To find a solution, guess that there is one of the form at + b. For this function to be a solution, we need
a(t+2) + b − 5[a(t+1) + b] + 6(at + b) = 2t − 3.
Equating the coefficients of t and the constant on each side, we have a = 1 and b = 0. Thus x_t = t for all t is a solution.

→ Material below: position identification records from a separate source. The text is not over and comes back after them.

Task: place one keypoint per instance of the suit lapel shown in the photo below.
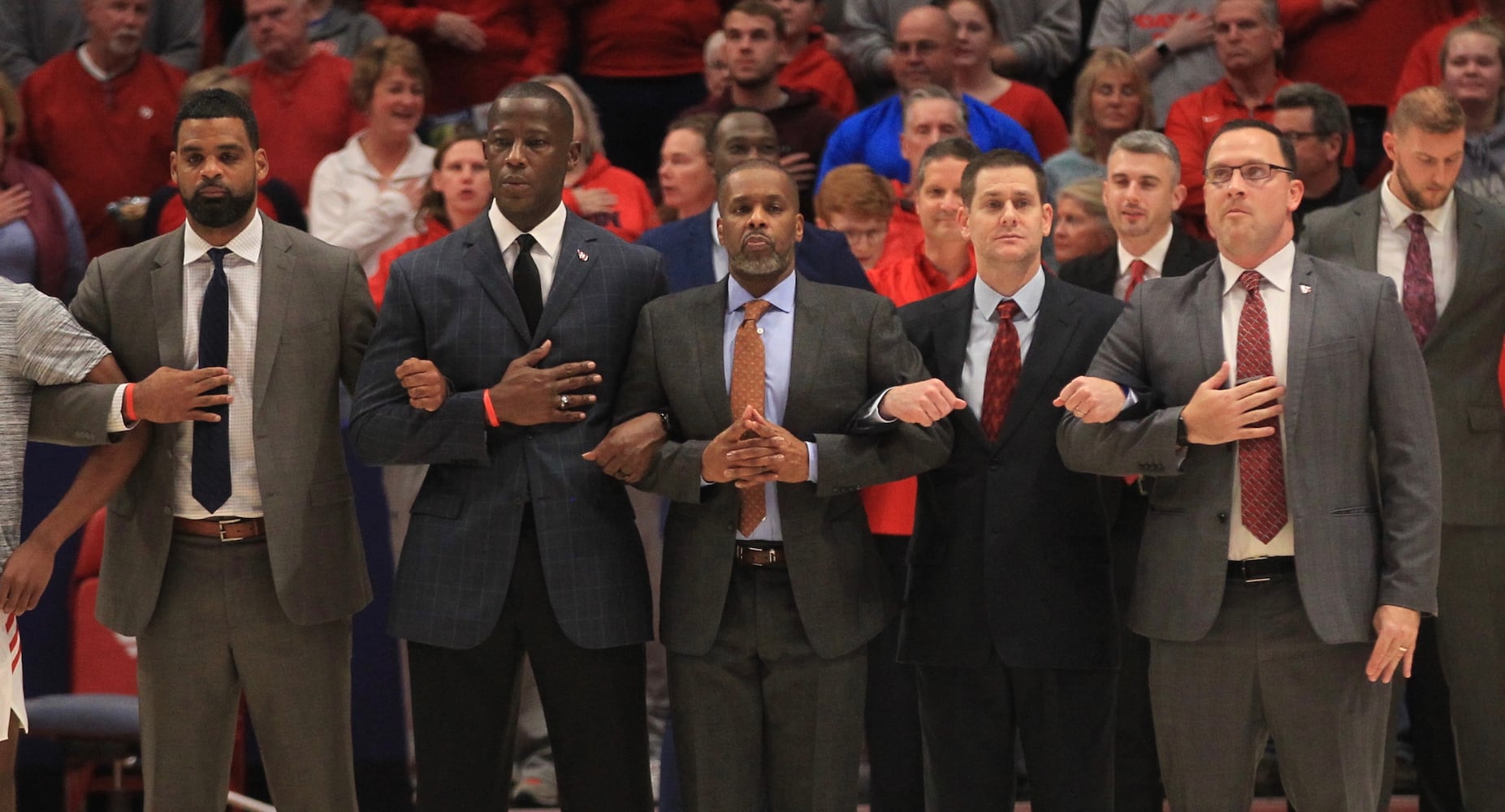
(1054, 324)
(167, 301)
(277, 274)
(483, 261)
(569, 271)
(1300, 339)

Example 9.2.5: Consider the equation
x_t+2 − 5x_t+1 + 6x_t = 4^t + t² + 3.
To find a solution, try
x_t = C4^t + Dt² + Et + F.
Substituting this potential solution into the equation and equating the coefficients of 4^t, t², and the constant on each side we find that
C = 1/2, D = 1/2, E = 3/2, and F = 4.

Thus a solution of the equation is
x_t = (1/2)4^t + (1/2)t² + (3/2)t + 4.

3. Add together the solutions found in steps 1 and 2

Example 9.2.6

Consider the equation

x_t+2 − 5x_t+1 + 6x_t = 2t − 3.

The associated homogeneous equation is

x_t+2 − 5x_t+1 + 6x_t = 0.

The characteristic equation has two real roots, 2 and 3, so by a previous result, every solution of the equation has the form A2^t + B3^t.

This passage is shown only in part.